13" is transferred to the next input (steps 3 and 4). By pressing the key 1α2" indicating that the next consecutive numerical value has been completed (step 5), the control unit 12 transfers the next numerical value (4# ) is determined to be the consecutive number of times, and input it to the counter 27, which is the second storage means (step 6). Key 1 to determine when consecutive number of inputs have been completed
α3” (step 7), the contents of the dedicated register 23, which is the first storage means, are transferred to the dedicated register 25.
Continue to transfer the contents of the counter 27, which is the second storage means, to 0'' until it reaches 0'' (steps 8 to 11). When the contents of the counter 27, which is the second storage means, is determined to be 60'', The contents are transferred to the calculation unit 14 (step 12). Next, input the normal input @4'' (step 13).

〔Effect of the invention〕

As explained above, the present invention saves consecutive input numerical values temporarily in a dedicated register and inputs the number of input values into a dedicated counter, instead of inputting all input numerical values.
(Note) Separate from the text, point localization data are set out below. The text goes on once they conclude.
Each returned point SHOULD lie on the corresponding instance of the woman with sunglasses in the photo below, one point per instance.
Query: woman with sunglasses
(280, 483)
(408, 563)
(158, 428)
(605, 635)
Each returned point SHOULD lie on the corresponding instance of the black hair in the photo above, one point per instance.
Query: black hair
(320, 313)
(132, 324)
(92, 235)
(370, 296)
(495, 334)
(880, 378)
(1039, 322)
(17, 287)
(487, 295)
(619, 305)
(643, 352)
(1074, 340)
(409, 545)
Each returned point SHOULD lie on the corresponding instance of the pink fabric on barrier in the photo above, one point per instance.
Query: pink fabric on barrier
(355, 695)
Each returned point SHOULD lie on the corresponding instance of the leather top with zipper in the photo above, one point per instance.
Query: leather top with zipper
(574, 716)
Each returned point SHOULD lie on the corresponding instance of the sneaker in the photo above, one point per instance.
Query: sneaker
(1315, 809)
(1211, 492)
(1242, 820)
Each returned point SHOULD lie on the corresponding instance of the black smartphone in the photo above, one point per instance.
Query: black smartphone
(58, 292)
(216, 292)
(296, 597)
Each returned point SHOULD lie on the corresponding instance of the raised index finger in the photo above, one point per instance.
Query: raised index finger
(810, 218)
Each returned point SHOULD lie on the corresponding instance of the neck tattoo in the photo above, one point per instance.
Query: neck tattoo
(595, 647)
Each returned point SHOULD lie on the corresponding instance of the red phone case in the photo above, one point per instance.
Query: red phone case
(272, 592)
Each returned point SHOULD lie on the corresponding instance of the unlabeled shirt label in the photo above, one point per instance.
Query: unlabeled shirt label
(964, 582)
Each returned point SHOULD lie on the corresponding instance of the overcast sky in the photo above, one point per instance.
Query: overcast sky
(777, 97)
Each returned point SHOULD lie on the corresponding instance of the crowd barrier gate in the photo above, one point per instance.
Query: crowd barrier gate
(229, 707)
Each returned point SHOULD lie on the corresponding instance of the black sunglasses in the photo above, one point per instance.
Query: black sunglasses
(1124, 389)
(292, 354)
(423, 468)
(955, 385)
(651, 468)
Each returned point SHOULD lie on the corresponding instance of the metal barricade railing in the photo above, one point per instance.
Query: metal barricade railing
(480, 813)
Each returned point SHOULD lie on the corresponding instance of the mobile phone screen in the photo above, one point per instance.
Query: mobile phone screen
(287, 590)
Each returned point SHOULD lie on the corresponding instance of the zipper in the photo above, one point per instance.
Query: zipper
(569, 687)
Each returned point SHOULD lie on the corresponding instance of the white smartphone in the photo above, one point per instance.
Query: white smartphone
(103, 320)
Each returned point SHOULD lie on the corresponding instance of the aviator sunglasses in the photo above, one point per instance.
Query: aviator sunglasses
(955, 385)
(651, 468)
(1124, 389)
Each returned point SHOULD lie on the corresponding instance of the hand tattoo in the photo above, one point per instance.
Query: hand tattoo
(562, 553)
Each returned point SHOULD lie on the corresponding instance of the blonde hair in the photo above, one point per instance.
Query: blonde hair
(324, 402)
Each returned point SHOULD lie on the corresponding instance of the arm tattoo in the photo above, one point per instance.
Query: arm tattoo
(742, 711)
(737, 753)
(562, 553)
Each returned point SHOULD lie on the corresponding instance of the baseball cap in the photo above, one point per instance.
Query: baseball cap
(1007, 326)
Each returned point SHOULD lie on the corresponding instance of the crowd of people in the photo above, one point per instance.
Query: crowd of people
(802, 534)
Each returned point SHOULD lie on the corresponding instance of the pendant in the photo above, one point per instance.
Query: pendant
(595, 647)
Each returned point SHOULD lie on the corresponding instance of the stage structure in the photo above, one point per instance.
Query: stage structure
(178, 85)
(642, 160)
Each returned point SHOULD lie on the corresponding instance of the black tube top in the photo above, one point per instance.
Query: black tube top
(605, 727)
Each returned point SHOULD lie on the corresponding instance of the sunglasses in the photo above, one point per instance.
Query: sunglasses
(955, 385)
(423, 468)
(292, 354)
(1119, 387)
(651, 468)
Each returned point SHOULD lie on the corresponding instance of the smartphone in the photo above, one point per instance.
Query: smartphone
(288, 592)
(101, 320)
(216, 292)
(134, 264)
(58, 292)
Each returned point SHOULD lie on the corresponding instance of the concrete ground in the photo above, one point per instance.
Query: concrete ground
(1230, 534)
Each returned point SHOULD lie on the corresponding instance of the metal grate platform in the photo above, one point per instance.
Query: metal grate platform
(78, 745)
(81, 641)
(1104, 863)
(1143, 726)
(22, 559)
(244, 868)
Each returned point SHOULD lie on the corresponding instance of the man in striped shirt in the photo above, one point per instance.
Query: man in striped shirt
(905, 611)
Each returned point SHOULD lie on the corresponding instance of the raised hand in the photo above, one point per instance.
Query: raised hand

By inputting the beginning and number of inputs, all consecutive input numerical values can be input, which has the effect of reducing the number of input operations and eliminating errors in inputting the number of digits in consecutive inputs.

[Brief explanation of drawings]

FIG. 1 is a block diagram of Embodiment 1 of the present invention, and FIG.
The figure is a block diagram of Embodiment 2 of the present invention. FIG. 3 is a diagram showing key manual input and an example of the operation in each register in the first embodiment, and FIG. 4 is a diagram showing key manual input and an example of the operation in each register in the second embodiment. 11.21... Key human power section, 12.22... Control section, 14゜26... Arithmetic section, 16.27... Display drive circuit, 13゜23... Input the number of consecutive inputs. counter, 15°24...Register for storing consecutive input numerical values, 25...Special register for storing the numerical value obtained by arranging consecutive input numerical values by the number of consecutive input values.

Claims (1)

[Claims] It has a first storage means for storing consecutive numerical values when inputting the same consecutive numerical values, and a second storage means for storing the number of consecutive numerical values, and the second storage means An electronic desk calculator characterized in that the numerical value stored in the first storage means is automatically generated for the number of times the numerical value has been stored.